Radiographic findings indicative of pulmonary hyper-inflation are caused by air trapping, a condition where air becomes trapped in the lung tissue during expiration. In normal respiration, the diameter of the airway lumen is smaller during expiration than during inspiration. This narrowing can lead to complete airway obstruction in a patient with an existing obstructive lesion (ie, mucus accumulation, bronchoconstriction, or foreign body). Thus, the inspired air is allowed in but cannot escape upon expiration and accumulates in the affected lung. The lung tissue expands and will appear hyperlucent on radiographic images. Other radiographic findings may include increased thoracic cavity size, flattening of the diaphragm, and aerophagia. Air trapping is clinically important because it alone can cause dyspnea as the result of decreased air flow throughout the affected lung.
Histologic evaluation of the right caudal lung lobe revealed emphysema, ruptured bulla, and multifocal atelectasis. No evidence of neoplasia or pneumonia was found. Results of microbial culture of the mucus plug were negative (cytologic examination was not performed). Although these findings are not specific, they do suggest a chronic nature to the lung disease. A diagnosis of chronic allergic bronchial disease was considered most likely on the basis of the overall findings. Heartworm disease was also a possibility but considered less likely because cats are not the normal host of Dirofilaria immitis. Findings in this cat resembled chronic bronchitis with emphysema, a category of feline asthma.1 This disease is common in old Siamese cats and is characterized by chronic air trapping, emphysema, and permanent hyperinflation of the lungs. It is believed the cat of this report had end-stage disease, which progressed to emphysema and, eventually, ruptured bullae. Cough may be the only clinical sign observed. Prognosis for full recovery is generally poor, but clinical signs may be relieved by aggressive treatment for asthma (ie, corticosteroids and bronchodilators). If hyperinflation is present, bronchoscopy may be indicated to remove mucus plugs. Early detection is beneficial in treating the disease but can be difficult in cats with mild or no clinical signs. Routine workup may provide hints that underlying disease is present. Affected cats may have an eosinophilia or hyperproteinemia on CBC and serum biochemical analyses, respectively.1 Examination of a fecal sample and heartworm testing can be performed to rule out parasitic disease and to determine whether further testing is warranted.

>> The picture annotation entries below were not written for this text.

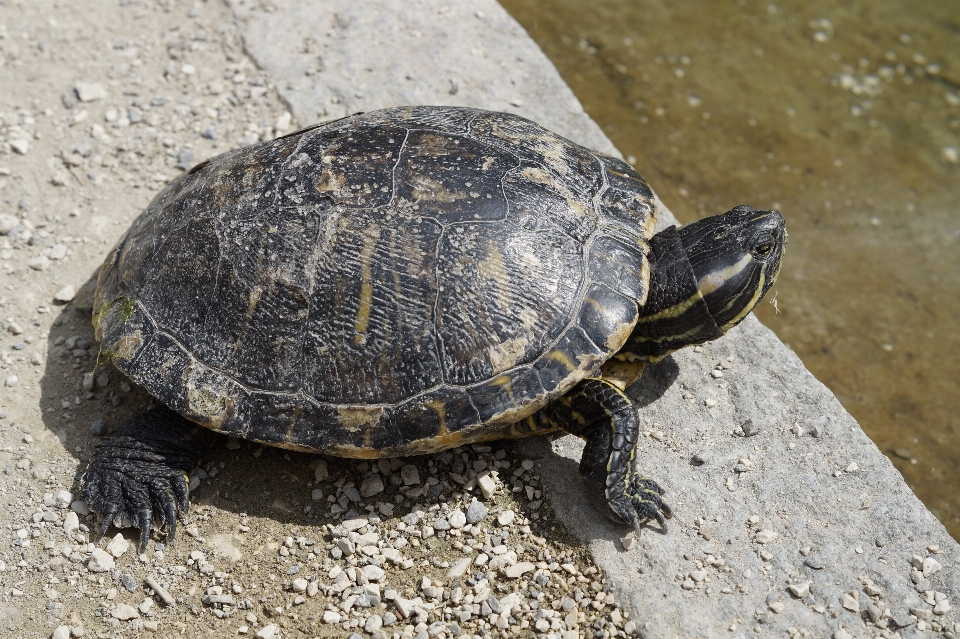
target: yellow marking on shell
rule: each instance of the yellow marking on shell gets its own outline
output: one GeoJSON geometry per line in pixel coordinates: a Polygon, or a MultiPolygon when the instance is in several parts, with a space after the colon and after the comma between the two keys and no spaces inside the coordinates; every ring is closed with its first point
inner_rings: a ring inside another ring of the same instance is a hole
{"type": "Polygon", "coordinates": [[[260,303],[260,298],[263,296],[263,287],[254,286],[250,290],[250,296],[247,298],[247,319],[253,317],[253,312],[257,308],[257,304],[260,303]]]}
{"type": "Polygon", "coordinates": [[[687,298],[686,300],[684,300],[684,301],[682,301],[682,302],[680,302],[680,303],[678,303],[678,304],[674,304],[673,306],[671,306],[671,307],[669,307],[669,308],[665,308],[665,309],[663,309],[662,311],[660,311],[659,313],[654,313],[653,315],[646,315],[646,316],[641,317],[639,320],[637,320],[637,323],[638,323],[638,324],[641,324],[641,323],[646,324],[646,323],[649,323],[649,322],[656,322],[656,321],[662,320],[662,319],[672,319],[672,318],[675,318],[675,317],[680,317],[681,315],[683,315],[684,313],[686,313],[687,310],[689,310],[689,308],[690,308],[691,306],[693,306],[694,304],[696,304],[698,301],[700,301],[700,300],[702,300],[702,299],[703,299],[703,294],[698,290],[696,293],[694,293],[693,295],[691,295],[689,298],[687,298]]]}
{"type": "Polygon", "coordinates": [[[494,291],[494,298],[501,310],[509,313],[513,304],[513,295],[510,293],[510,273],[503,262],[503,254],[496,244],[487,244],[484,258],[477,264],[478,279],[490,285],[494,291]]]}
{"type": "Polygon", "coordinates": [[[494,344],[487,349],[487,356],[490,358],[490,365],[493,366],[494,373],[500,373],[513,368],[527,351],[529,338],[521,335],[513,339],[508,339],[501,344],[494,344]]]}
{"type": "MultiPolygon", "coordinates": [[[[324,161],[326,160],[327,158],[325,157],[324,161]]],[[[351,199],[353,197],[353,193],[351,193],[350,189],[346,186],[346,179],[330,169],[325,169],[323,173],[320,174],[320,180],[317,182],[316,189],[318,193],[329,194],[336,199],[351,199]]]]}
{"type": "Polygon", "coordinates": [[[747,253],[735,264],[731,264],[726,268],[710,271],[700,278],[697,282],[697,288],[700,289],[702,295],[709,295],[723,286],[731,277],[734,277],[743,269],[747,268],[751,261],[753,261],[753,256],[747,253]]]}
{"type": "Polygon", "coordinates": [[[114,362],[117,359],[130,361],[133,359],[133,356],[137,354],[137,351],[140,350],[141,345],[143,345],[143,334],[140,332],[140,329],[137,329],[133,333],[124,335],[116,341],[113,348],[110,349],[110,359],[114,362]]]}
{"type": "Polygon", "coordinates": [[[303,414],[303,407],[297,406],[293,409],[293,415],[290,416],[290,425],[287,426],[287,434],[283,438],[283,443],[289,444],[293,441],[293,429],[296,428],[300,415],[303,414]]]}
{"type": "MultiPolygon", "coordinates": [[[[653,228],[651,226],[651,228],[653,228]]],[[[647,239],[650,239],[649,237],[647,239]]],[[[643,250],[644,254],[650,252],[650,247],[645,246],[643,250]]],[[[640,299],[637,300],[637,304],[643,306],[647,303],[647,296],[650,295],[650,286],[647,282],[650,281],[650,260],[644,258],[643,264],[640,265],[640,281],[643,282],[643,293],[640,295],[640,299]]]]}
{"type": "Polygon", "coordinates": [[[189,386],[187,406],[189,411],[201,418],[205,425],[219,430],[223,420],[233,412],[233,399],[207,387],[189,386]]]}
{"type": "Polygon", "coordinates": [[[750,298],[750,303],[744,306],[743,310],[737,313],[736,317],[734,317],[732,320],[730,320],[729,322],[721,326],[720,332],[726,333],[731,328],[733,328],[738,323],[740,323],[740,320],[746,317],[750,313],[750,311],[753,310],[753,307],[756,306],[757,302],[760,301],[760,296],[763,295],[763,284],[765,281],[766,281],[766,273],[764,273],[763,271],[760,271],[760,281],[757,282],[757,286],[753,291],[753,297],[750,298]]]}
{"type": "Polygon", "coordinates": [[[567,354],[563,351],[550,351],[547,353],[547,357],[552,359],[555,362],[562,364],[567,370],[575,370],[577,368],[576,364],[570,361],[570,358],[567,357],[567,354]]]}
{"type": "Polygon", "coordinates": [[[383,409],[378,406],[341,406],[337,409],[340,425],[351,433],[361,428],[376,426],[383,417],[383,409]]]}
{"type": "Polygon", "coordinates": [[[363,231],[363,249],[360,251],[360,304],[357,308],[357,321],[354,324],[356,335],[353,342],[357,346],[367,343],[367,326],[370,324],[370,311],[373,308],[373,270],[370,261],[380,239],[380,229],[370,226],[363,231]]]}

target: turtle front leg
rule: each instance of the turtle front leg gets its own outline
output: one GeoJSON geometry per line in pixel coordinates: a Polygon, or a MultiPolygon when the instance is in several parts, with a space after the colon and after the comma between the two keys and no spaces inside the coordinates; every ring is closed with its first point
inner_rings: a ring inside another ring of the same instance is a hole
{"type": "Polygon", "coordinates": [[[111,523],[127,520],[140,529],[142,553],[159,519],[173,541],[177,514],[186,516],[190,507],[188,473],[216,438],[166,407],[140,413],[104,437],[80,479],[87,505],[103,516],[97,540],[111,523]]]}
{"type": "Polygon", "coordinates": [[[585,379],[536,417],[586,441],[580,476],[601,512],[638,534],[649,519],[666,529],[665,519],[673,513],[661,499],[663,489],[640,472],[640,421],[623,391],[603,379],[585,379]]]}

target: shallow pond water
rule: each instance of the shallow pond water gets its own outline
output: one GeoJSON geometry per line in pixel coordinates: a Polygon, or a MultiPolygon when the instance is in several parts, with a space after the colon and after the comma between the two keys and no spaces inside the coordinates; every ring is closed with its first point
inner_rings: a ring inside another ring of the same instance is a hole
{"type": "Polygon", "coordinates": [[[956,2],[502,4],[682,222],[783,212],[760,319],[960,539],[956,2]]]}

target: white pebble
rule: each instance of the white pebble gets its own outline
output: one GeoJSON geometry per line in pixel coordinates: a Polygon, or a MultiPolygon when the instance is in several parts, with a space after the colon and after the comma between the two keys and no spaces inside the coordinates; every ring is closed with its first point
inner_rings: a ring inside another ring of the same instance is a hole
{"type": "Polygon", "coordinates": [[[935,575],[943,569],[943,566],[940,565],[940,562],[934,559],[933,557],[927,557],[923,560],[923,576],[930,577],[935,575]]]}
{"type": "Polygon", "coordinates": [[[450,522],[452,528],[463,528],[467,524],[467,516],[463,514],[462,510],[455,510],[450,513],[450,516],[447,517],[447,521],[450,522]]]}
{"type": "Polygon", "coordinates": [[[769,544],[779,536],[779,534],[773,532],[772,530],[761,530],[757,533],[757,543],[769,544]]]}
{"type": "Polygon", "coordinates": [[[58,302],[66,303],[73,300],[73,298],[76,297],[76,295],[77,295],[77,289],[74,288],[72,284],[67,284],[66,286],[61,288],[59,291],[57,291],[56,295],[53,296],[53,299],[58,302]]]}
{"type": "Polygon", "coordinates": [[[493,477],[487,471],[483,471],[477,476],[477,485],[480,486],[480,492],[485,499],[490,499],[497,490],[497,484],[493,477]]]}
{"type": "Polygon", "coordinates": [[[123,538],[123,535],[117,533],[117,536],[110,540],[110,543],[107,544],[107,552],[113,555],[116,558],[120,558],[123,553],[127,552],[130,548],[130,542],[123,538]]]}

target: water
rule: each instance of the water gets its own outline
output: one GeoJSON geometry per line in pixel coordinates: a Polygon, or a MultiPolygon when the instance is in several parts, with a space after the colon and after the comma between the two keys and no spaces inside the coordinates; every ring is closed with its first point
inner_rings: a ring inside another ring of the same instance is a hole
{"type": "Polygon", "coordinates": [[[682,222],[783,212],[760,319],[960,539],[957,3],[501,2],[682,222]]]}

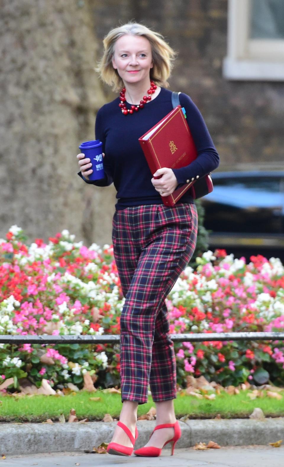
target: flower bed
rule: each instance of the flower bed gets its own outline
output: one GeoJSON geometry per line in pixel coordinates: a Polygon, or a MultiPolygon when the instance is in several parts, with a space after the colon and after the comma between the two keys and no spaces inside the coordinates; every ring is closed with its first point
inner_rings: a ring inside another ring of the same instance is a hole
{"type": "MultiPolygon", "coordinates": [[[[0,239],[0,333],[118,334],[124,302],[112,246],[87,248],[67,230],[30,245],[12,226],[0,239]]],[[[208,251],[187,267],[166,299],[172,333],[203,332],[208,340],[175,345],[178,382],[204,375],[223,386],[284,382],[284,343],[213,342],[212,332],[283,331],[284,269],[263,256],[234,259],[208,251]]],[[[39,387],[119,383],[119,346],[0,344],[0,378],[28,375],[39,387]]],[[[0,379],[0,384],[1,380],[0,379]]]]}

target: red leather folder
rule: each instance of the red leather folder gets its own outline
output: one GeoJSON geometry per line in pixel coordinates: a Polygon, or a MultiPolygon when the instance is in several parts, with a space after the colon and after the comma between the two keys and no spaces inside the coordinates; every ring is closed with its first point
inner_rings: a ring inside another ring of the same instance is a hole
{"type": "MultiPolygon", "coordinates": [[[[181,106],[173,109],[138,141],[152,175],[162,167],[180,169],[188,165],[197,157],[194,142],[181,106]]],[[[195,181],[190,180],[171,194],[162,196],[164,205],[174,205],[195,181]]]]}

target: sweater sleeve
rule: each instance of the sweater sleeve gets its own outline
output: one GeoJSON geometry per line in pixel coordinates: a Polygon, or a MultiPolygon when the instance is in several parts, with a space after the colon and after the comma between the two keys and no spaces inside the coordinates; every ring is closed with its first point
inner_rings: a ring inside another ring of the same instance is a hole
{"type": "Polygon", "coordinates": [[[81,172],[78,172],[78,175],[86,183],[91,185],[95,185],[96,186],[109,186],[113,183],[112,168],[107,158],[107,155],[106,154],[106,134],[103,123],[103,107],[104,106],[101,107],[97,114],[95,124],[95,134],[96,139],[99,140],[103,143],[102,152],[105,155],[103,163],[104,164],[104,170],[105,171],[105,177],[100,180],[87,180],[83,176],[81,172]]]}
{"type": "Polygon", "coordinates": [[[179,100],[184,107],[187,124],[190,129],[198,156],[189,165],[173,169],[178,183],[185,184],[201,178],[219,165],[219,156],[214,145],[203,118],[197,106],[186,94],[181,93],[179,100]]]}

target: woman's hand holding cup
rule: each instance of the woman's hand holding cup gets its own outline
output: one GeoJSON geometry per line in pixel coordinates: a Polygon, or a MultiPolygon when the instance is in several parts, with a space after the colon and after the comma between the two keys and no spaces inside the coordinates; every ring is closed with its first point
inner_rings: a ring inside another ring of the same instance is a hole
{"type": "MultiPolygon", "coordinates": [[[[103,157],[104,157],[104,152],[103,152],[102,155],[103,157]]],[[[90,159],[88,157],[86,157],[85,155],[82,153],[80,153],[80,154],[77,154],[77,158],[78,160],[78,164],[81,173],[84,178],[85,178],[86,180],[89,180],[88,176],[92,173],[92,164],[90,159]]]]}

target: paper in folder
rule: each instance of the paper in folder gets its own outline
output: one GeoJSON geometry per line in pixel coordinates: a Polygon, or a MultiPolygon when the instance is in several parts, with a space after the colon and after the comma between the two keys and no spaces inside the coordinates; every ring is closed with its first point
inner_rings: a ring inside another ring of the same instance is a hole
{"type": "MultiPolygon", "coordinates": [[[[153,175],[158,169],[180,169],[197,157],[192,137],[181,106],[173,109],[138,141],[153,175]]],[[[160,177],[155,177],[159,178],[160,177]]],[[[162,196],[164,205],[173,206],[195,180],[162,196]]]]}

The cat in this report did poorly after surgery. Despite aggressive supportive care and ventilation, the cat underwent respiratory arrest within hours after surgery and died. The owner elected not to perform a necropsy examination; thus, the cause of respiratory arrest is speculative. Because of the presence of atelectasis in the remaining lung lobes at surgery, multifocal bronchial obstructions, poor reexpansion of the remaining lobes, or conversely, reexpansion pulmonary edema were considered the most likely contributors to the poor outcome in this cat.
Dye JA, Moise NS. Feline bronchial disease. In: Kirk RW, Bonagura JD, eds. Kirk's current veterinary therapy XI. Philadelphia: WB Saunders Co, 1992.